Bu toprakların öykülerini piyano ile anlatmak üzere yola çıktınız ve bu da üçüncü albümünüz oldu. Bunun dışında da pek çok sinema ve reklam için besteler yaptığınızı biliyoruz. Tarih ve Anadolu kültürü ile iç içe geçmiş bu seyahat bundan sonraki süreçte de devam edecek mi?
Kültür, sanat, hayat üslubu, alışkanlıklar ve toplumsal reaksiyonlar coğrafyadan bağımsız düşünülemez. Yalnızca sanatkarları değil, tıpkı vakitte bu topraklarda yaşamış her milletten insanları dahil ederek söyleyebilirim ki, ortaya koyduğumuz her şeyin içerisinde bu coğrafyadan ve bu coğrafyanın insanından izler var. Ben de bu topraklarda yaşayan, bu kültürün bir modülü olan bir müzisyen olarak istemesem dahi ortaya koyacağım eserler bu toprakları yansıtır. Bu sebeple bana düşen aslında bir ayna görevi görmek ve bundan ötürü da çok memnunum. Bir kültürün bir diğer kültürden etkilenerek, her iki kültürden izler taşıyan bir eser ortaya koyması fikri bana daima ilham verici gelmiştir. Bu ideolojiden hareketle Anadolu kültürünü müzik yoluyla aktarırken de, bu kültürden olmayan paydaşların dokunuşlarını önemsiyorum. Gerek bu albüm gerekse evvelki albümlerimde çalıştığım çok farklı kültürlerden yabancı paydaşlar oldu ve onların katkılarının yapıtlara derinlik kattığına inanıyorum. Tüm bunları bir ortaya getirdiğinizde aslında Anadolu kültüründen kopmadan ama üniversal olanla daima etkileşim içerisinde olmak isterim.
Malum pandemi nedeniyle her şey üzere konserler de sekteye uğradı. Albümü dinlerken bu modülleri bir senfoni orkestrasıyla da dinlediğimi hayal ettim. Gelecek devir için bu üzere planlarınız var mı?

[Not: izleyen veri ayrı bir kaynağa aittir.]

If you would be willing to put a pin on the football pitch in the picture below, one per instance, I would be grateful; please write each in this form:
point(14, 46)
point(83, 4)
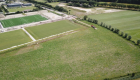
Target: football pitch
point(49, 29)
point(22, 20)
point(13, 38)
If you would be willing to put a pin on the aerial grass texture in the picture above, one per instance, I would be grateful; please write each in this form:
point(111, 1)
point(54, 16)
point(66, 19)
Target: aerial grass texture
point(49, 29)
point(20, 9)
point(126, 21)
point(85, 55)
point(22, 20)
point(13, 38)
point(53, 3)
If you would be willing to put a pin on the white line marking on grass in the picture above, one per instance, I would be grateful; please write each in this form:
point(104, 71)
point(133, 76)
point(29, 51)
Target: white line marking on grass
point(29, 34)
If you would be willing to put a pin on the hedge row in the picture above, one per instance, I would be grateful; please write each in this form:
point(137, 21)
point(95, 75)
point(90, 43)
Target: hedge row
point(48, 5)
point(118, 5)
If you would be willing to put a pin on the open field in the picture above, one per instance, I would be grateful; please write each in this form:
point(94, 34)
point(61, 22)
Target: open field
point(86, 55)
point(127, 21)
point(13, 38)
point(22, 20)
point(20, 9)
point(54, 3)
point(49, 29)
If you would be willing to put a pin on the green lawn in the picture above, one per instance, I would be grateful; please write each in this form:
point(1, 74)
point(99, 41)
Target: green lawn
point(41, 0)
point(127, 21)
point(54, 3)
point(76, 12)
point(49, 29)
point(12, 38)
point(20, 9)
point(86, 55)
point(22, 20)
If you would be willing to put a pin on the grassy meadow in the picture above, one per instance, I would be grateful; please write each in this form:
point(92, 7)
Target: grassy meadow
point(21, 20)
point(12, 38)
point(20, 9)
point(53, 3)
point(49, 29)
point(126, 21)
point(85, 55)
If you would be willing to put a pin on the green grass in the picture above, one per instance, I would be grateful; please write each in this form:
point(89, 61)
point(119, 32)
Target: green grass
point(49, 29)
point(76, 12)
point(21, 9)
point(21, 20)
point(54, 3)
point(13, 38)
point(127, 21)
point(86, 55)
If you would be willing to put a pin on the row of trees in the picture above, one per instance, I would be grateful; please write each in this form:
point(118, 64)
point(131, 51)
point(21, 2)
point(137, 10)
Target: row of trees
point(109, 27)
point(118, 5)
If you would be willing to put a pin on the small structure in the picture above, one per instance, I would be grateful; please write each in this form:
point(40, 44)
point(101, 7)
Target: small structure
point(27, 4)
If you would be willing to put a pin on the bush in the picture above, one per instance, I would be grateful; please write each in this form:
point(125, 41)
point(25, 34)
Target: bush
point(96, 21)
point(106, 26)
point(125, 36)
point(129, 37)
point(85, 17)
point(122, 33)
point(109, 27)
point(138, 42)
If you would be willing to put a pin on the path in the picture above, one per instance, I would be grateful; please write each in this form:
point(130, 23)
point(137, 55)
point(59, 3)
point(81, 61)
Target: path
point(29, 34)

Hayallerini kısıtlayan bir insan değilim. Tam aksine insanın hayalleri kadar ilerleyebildiğini düşünenlerdenim. Bestelerimi bir senfoni orkestrasından canlı olarak dinleyebilmek elbette mükemmel olur. Umarım bir gün kurallar olgunlaştığında bu hayal gerçeğe dönüşür. Başka yandan pandemi süreci sonrasında beşerlerle daha fazla yüz yüze irtibatta olmak isterim. Kalıplaşmış konser ve aktifliklerin ötesinde, toplumsal sorumluluk projeleri de dahil olmak üzere yaratıcı fikirlerin hayata geçirilmesinde rol almak isterim.